La Federazione delle società cooperative, fondata in Milano lo stesso anno dell'Unione cooperativa, mutata in Lega nazionale cooperative al congresso del 1893, era nata "all'infuori dell'influenza socialista". Anzi, al congresso di Torino del 1898, l'art. 3 aveva affermato che "la cooperazione è un terreno neutro", come voleva, tra gli altri, il B., membro del comitato centrale della Lega sin dalla fondazione, fautore della "unione di tutte le classi nella cooperazione": il B. sosteneva appunto che "la cooperazione non deve servire d'istrumento ad alcun partito".
Ma dall'inizio del secolo, proprio su quel terreno vennero a contestarlo i socialisti, facendosi promotori, nel 1901, del congresso della triplice alleanza - cooperazione-previdenza-resistenza -, alleanza respinta in sede congressuale dalle Camere del lavoro perché prematura.

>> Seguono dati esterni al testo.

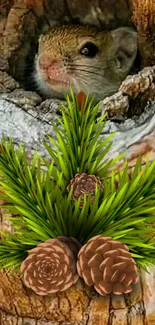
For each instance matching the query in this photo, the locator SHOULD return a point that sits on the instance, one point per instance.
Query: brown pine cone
(50, 267)
(107, 265)
(83, 183)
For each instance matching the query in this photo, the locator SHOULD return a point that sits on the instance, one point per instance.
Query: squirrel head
(92, 61)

Essa si affermò poi, al congresso di Genova del 1905, nella forma di una stretta collaborazione tra cooperazione e resistenza, di quella finalizzazione della cooperazione contro cui si batté, con perseveranza, il B., sì da impersonare, agli occhi dei suoi avversari, l'espressione speculare di quella che loro chiamavano la "cooperazione bottegaia". Egli restò tuttavia nella Lega nazionale cooperative a combattere la sua battaglia, comunque apprezzato per la sua autorità tecnica: al congresso di Milano del 1910 fu relatore sul tema della "imposta sul risparmio" (quindici anni prima era stato autore di uno studio Per l'abolizione della tassa di dazioconsumo, Milano 1886).

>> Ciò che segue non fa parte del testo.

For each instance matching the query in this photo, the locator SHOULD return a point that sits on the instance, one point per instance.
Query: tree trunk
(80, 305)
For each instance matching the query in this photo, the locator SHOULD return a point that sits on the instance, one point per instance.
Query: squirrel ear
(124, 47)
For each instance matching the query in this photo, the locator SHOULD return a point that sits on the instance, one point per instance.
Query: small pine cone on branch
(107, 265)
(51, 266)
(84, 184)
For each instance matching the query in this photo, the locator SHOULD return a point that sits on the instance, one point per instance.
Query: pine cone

Lo spazio vitale di quel complesso di iniziative che gli valse dal Totomianz l'appellativo de "il più grande cooperatore pratico italiano" rimase pur sempre Milano, dove nel 1900 creava la città giardino, il "Milanino", e fondava un albergo diurno e, due anni dopo, l'albergo popolare. Nel 1905 istituiva un Consorzio pro-Calabria, promovendo una forma propria di soccorso alla regione colpita da un tremendo terremoto.Il B. morì il 5 ott. 1914 in Milano, nel pieno della sua attività, mentre progettava di realizzare la casa di villeggiatura, anche in questo, per la sua parte, precorrendo i tempi della civiltà di massa. Lasciava, unico legato sembra, alla sorella 5.000 o 6.000 lire in azioni disocietà cooperative.
Tra i suoi scritti vanno ricordati ancora: Il compagno di viaggio delle ferrovie (Milano 1897) e Guida del cooperatore (Milano 1898).
Fonti e Bibl.: U. Rabbeno, La cooperazione in Italia, Milano 1886, passim, in particolare vv. 152-154;A. Maffi, Venticinque anni di vita della cooperazione in Italia, Milano 1911, passim;V. Pareto, Lettere a M. Pantaleoni, Roma 1960, II, ad Indicem;A. Casalini, Cenni di storia del movimento cooperativo in Italia, Roma 1922, pp. 36-37;L. Luzzatti, L. B. e la cooperazione ital., in I grandi italiani, Palermo 1924, pp. 184-193;U.Gobbi, La cooperazione dall'economia capitalistica all'econ. corporativa, Milano 1932, ad Indicem;M. Casalini, Cooperazione, Roma 1945, pp. 31-32; R. Rigola, Storia del movimento operaio ital., Milano 1946, p. 275;S. Bensasson, Cooperazione e riforme, Roma 1952, pp. 12, 28; A. Basevi, Sintesi storica del movimento cooperativo ital., Roma 1953, p. 8; V. Totomianz, L. B., in Pantheon cooperativo, Roma 1955, pp. 213-217; Nullo Baldini nella storia della cooperazione, Milano 1966, ad Indicem.